Lesson 1: Geographical Context
Mount Rainier is one of about two dozen volcanoes of the Pacific Northwest known as the Cascade Range. This range of volcanoes extends 1,000 miles from northern California to southern British Columbia (USGS open file 94-585) and includes the recently erupted Mount St. Helens. The Cascade Range volcanoes, known as stratovolcanoes, have fewer but much more violent eruptions than shield volcanoes - such as those found in Hawaii.
The highest volcano in the Cascade Range is Mount Rainier - rising to a height of 14,410 feet above sea level with a relief of almost 10,000 feet from valley floor to summit. It has more ice and snow than any of the other Cascade volcanoes in the form of 26 glaciers (Brantley 1994:19). Melt water from Rainier's glaciers feeds into five major rivers and their tributaries that lead into the Puget Sound and the Columbia River - both of which are major shipping areas. Also present on Mount Rainier's slopes are many ice caves or "steam caves." According to Harris and Kiver, Mount Rainier is one of the few volcanoes in the world to have extensive steam caves (134).
Mount Rainier National Park
Mount Rainier is located 87 miles from Seattle, 65 miles from Tacoma, and towers over many closer towns. These include Ashford, Buckley, Eatonville, Elbe, Orting, Sumner, Puyallup, and more. This area, referred to as the Seattle-Tacoma metropolitan, is home to over 2.5 million people (U.S. Geodynamics Committee, 1994:1). Economically, this area is important to the Pacific Northwest, as it is one of the high-technology industry centers of the region and one of the major centers for manufacturing commercial airlines in the United States (U.S. Geodynamics Committee, 1994:1).

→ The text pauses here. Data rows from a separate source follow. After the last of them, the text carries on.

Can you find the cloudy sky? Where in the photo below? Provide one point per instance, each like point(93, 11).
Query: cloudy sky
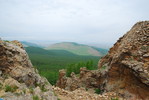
point(83, 21)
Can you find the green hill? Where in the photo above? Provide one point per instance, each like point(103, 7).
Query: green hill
point(78, 49)
point(49, 62)
point(28, 44)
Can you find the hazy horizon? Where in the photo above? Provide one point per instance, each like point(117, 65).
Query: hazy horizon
point(84, 21)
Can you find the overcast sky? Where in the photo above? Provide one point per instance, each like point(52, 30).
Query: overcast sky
point(83, 21)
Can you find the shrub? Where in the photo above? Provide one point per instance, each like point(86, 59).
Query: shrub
point(10, 89)
point(98, 91)
point(35, 97)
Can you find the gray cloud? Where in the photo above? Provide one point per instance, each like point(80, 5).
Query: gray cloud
point(94, 21)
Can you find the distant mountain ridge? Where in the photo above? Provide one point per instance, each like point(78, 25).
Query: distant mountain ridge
point(78, 49)
point(29, 44)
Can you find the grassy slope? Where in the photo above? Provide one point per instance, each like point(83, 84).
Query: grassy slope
point(75, 48)
point(48, 62)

Mount Rainier National Park, established in 1899, surrounds the volcano and covers 378 square miles of wilderness (Harris and Kiver, 1985:131). According to park officials, over two million people visit this park every year to hike, climb, camp, and generally enjoy the beautiful forests, waterfalls, and wildlife found within its borders. The above map shows the national park boundaries.